Here too, Palace of Jaipur veers away from the herd.
To our immense delight, polite service accompanied the fine vegetarian and non-vegetarian food.
A rare trifecta, na?
Our Guatemalan waiter smiled (has anyone ever seen a waiter smile in an Indian restaurant in the U.S.?) and filled our water glasses, got us hot Naan bread, cleaned our table off the used plates, all promptly.
Most Indians, unlike Americans, generally do not like ice in their water. We were pleased to note that our water glasses contained no ice.
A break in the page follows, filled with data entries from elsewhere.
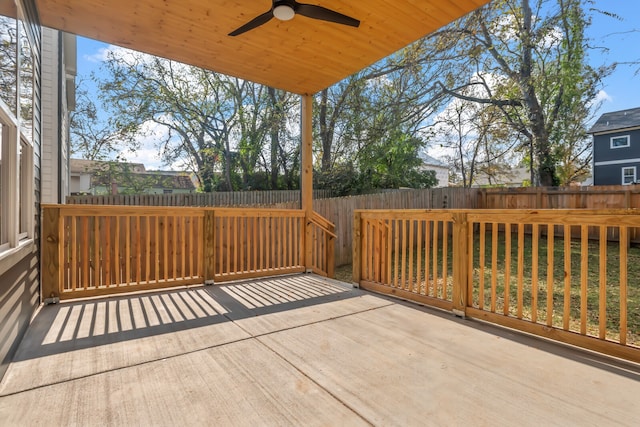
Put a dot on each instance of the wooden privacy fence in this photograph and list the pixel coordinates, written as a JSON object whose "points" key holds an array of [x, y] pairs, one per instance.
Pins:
{"points": [[553, 281], [231, 198], [340, 210], [100, 250]]}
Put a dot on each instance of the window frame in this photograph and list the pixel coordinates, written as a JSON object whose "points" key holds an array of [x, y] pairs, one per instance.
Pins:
{"points": [[635, 174], [626, 137], [17, 172]]}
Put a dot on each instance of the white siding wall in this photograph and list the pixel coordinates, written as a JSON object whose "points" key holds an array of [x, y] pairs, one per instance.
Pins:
{"points": [[52, 129], [49, 171]]}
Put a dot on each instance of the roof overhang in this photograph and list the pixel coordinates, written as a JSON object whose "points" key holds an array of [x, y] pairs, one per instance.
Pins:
{"points": [[302, 55]]}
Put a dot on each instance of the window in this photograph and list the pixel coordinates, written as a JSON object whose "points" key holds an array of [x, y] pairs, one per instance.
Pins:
{"points": [[620, 141], [628, 175], [16, 135]]}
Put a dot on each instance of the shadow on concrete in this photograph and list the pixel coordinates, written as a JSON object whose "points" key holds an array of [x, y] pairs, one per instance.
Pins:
{"points": [[79, 325]]}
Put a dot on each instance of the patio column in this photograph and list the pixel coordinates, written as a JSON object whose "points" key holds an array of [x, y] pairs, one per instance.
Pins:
{"points": [[307, 174]]}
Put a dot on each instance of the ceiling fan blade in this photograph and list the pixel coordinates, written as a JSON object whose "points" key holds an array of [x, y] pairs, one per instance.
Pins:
{"points": [[324, 14], [255, 22]]}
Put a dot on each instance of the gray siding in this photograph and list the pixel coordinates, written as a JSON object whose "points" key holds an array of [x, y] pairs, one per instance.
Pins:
{"points": [[19, 296], [611, 174], [20, 283]]}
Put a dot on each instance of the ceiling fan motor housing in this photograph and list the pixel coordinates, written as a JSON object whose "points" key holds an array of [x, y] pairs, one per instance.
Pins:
{"points": [[284, 10]]}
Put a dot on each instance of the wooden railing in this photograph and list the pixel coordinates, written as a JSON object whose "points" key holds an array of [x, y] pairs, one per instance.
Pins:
{"points": [[322, 234], [494, 265], [255, 242], [98, 250]]}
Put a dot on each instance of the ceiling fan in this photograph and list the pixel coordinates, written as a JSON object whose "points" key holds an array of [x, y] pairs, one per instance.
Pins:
{"points": [[285, 10]]}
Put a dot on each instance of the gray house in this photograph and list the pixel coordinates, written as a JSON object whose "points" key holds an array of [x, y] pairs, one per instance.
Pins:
{"points": [[616, 148], [37, 81]]}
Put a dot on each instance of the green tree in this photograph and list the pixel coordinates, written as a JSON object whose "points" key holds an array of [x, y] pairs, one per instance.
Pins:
{"points": [[537, 53]]}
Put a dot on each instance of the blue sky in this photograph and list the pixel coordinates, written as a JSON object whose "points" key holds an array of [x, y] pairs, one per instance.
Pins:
{"points": [[620, 37]]}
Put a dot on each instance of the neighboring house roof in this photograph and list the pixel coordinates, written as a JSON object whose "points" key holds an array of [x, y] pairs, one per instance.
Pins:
{"points": [[616, 120], [88, 166], [513, 177], [137, 171], [427, 160]]}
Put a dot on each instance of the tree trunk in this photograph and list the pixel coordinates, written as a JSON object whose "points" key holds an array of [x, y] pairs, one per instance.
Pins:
{"points": [[326, 134]]}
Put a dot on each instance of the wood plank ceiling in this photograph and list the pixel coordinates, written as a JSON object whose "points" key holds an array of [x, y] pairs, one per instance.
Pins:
{"points": [[302, 55]]}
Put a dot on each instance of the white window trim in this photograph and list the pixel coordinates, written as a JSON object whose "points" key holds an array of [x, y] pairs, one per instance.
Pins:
{"points": [[16, 239], [627, 145], [635, 176]]}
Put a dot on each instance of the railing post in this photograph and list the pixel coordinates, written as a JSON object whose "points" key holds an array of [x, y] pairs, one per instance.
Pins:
{"points": [[357, 248], [460, 263], [51, 248], [307, 175], [209, 240]]}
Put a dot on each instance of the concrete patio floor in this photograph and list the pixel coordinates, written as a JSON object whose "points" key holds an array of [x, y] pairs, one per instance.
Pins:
{"points": [[299, 350]]}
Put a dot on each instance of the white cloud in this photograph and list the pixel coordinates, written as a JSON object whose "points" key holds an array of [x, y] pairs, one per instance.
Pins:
{"points": [[148, 152], [602, 96]]}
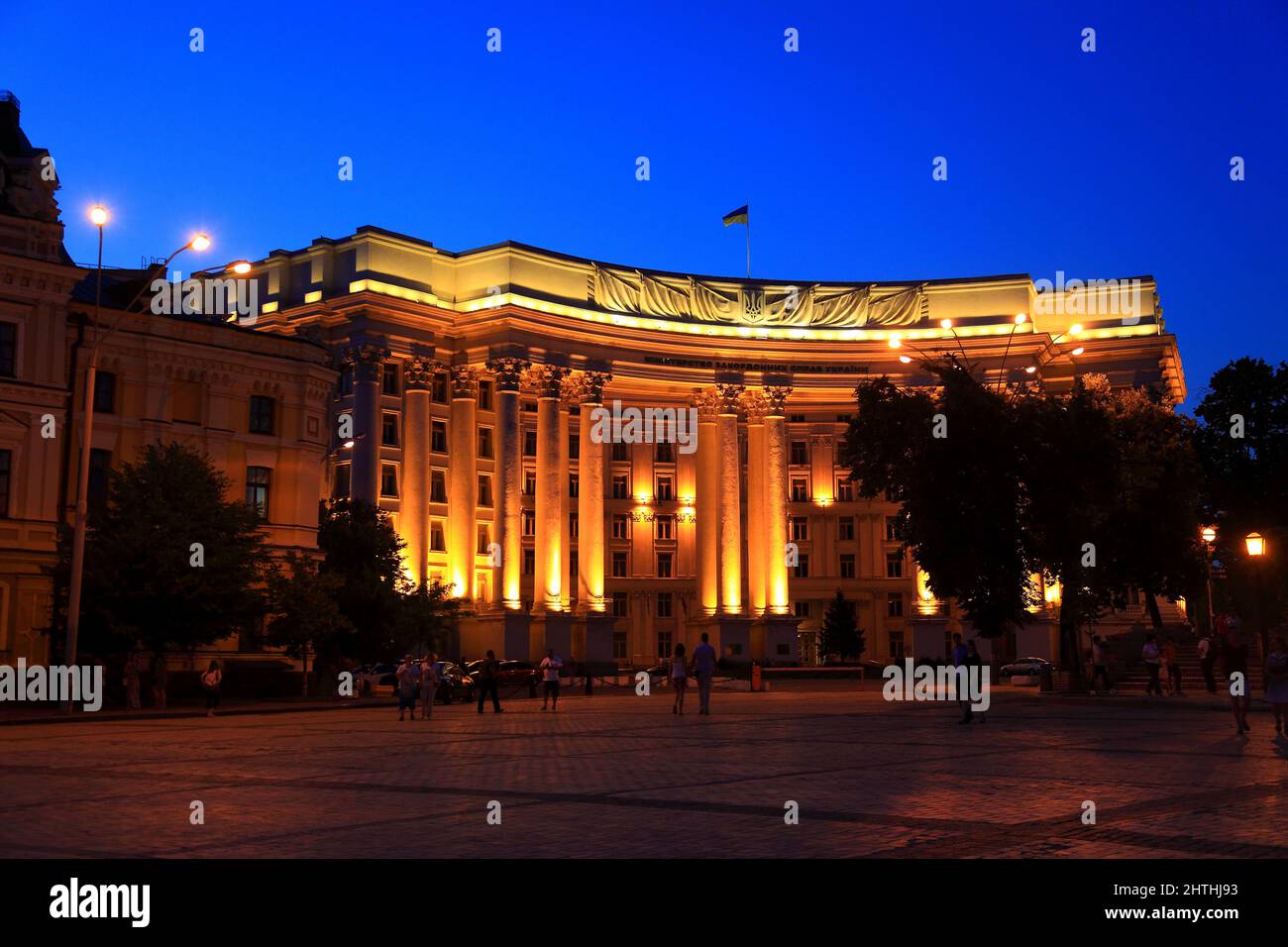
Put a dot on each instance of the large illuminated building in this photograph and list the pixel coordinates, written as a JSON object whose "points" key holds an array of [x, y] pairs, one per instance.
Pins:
{"points": [[468, 402]]}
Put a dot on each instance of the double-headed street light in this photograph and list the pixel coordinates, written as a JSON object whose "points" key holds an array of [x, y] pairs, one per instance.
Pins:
{"points": [[98, 215]]}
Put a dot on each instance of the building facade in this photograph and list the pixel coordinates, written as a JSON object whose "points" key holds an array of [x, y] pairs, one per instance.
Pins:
{"points": [[472, 384]]}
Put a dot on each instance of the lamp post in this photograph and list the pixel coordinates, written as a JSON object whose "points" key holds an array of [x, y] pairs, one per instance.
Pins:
{"points": [[98, 215]]}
Another nice touch, eh.
Lo, even the owner Sunny Chugh came over to our table and inquired about the food.
The dark-complexioned native of Delhi, who seemed to be in his late 50s, told us he took over Palace of Jaipur three years back but apparently the restaurant had been in business for two years prior to his entry.
Being inquisitive souls, we couldn’t but help ask Sunny the secret of his success.
Crediting his chef, Sunny claimed he was paying him $1,400 per week when other Indian restaurants paid their chefs a mere $700 a week (hello, Palace of Jaipur chef, if this is not true now’s the time to grab your bossÂ by his cojones and ask for a raise).
But the restaurant is hot, particularly in the glass enclosed patio. Is Sunny skimping on the AC to cut costs?
Better Than Nearby Tawa
Guys, unless you are complete retards, have taken a vow of abstinence from worldly pleasures or simply determined to punish yourself, you’ll make Palace of Jaipur your next port of call for Indian food in South Plainfield, NJ.
The standout food and courteous service at Palace of Jaipur makes it a far superior restaurant compared to the nearby Tawa (been there for dine-in and ordered delivery as well).
We’ll take Palace of Jaipur over Tawa any day. Absolutely.
Hey, we’re counting the days until our next trip to Palace of Jaipur.
Bravo, Sunny! May your tribe increase.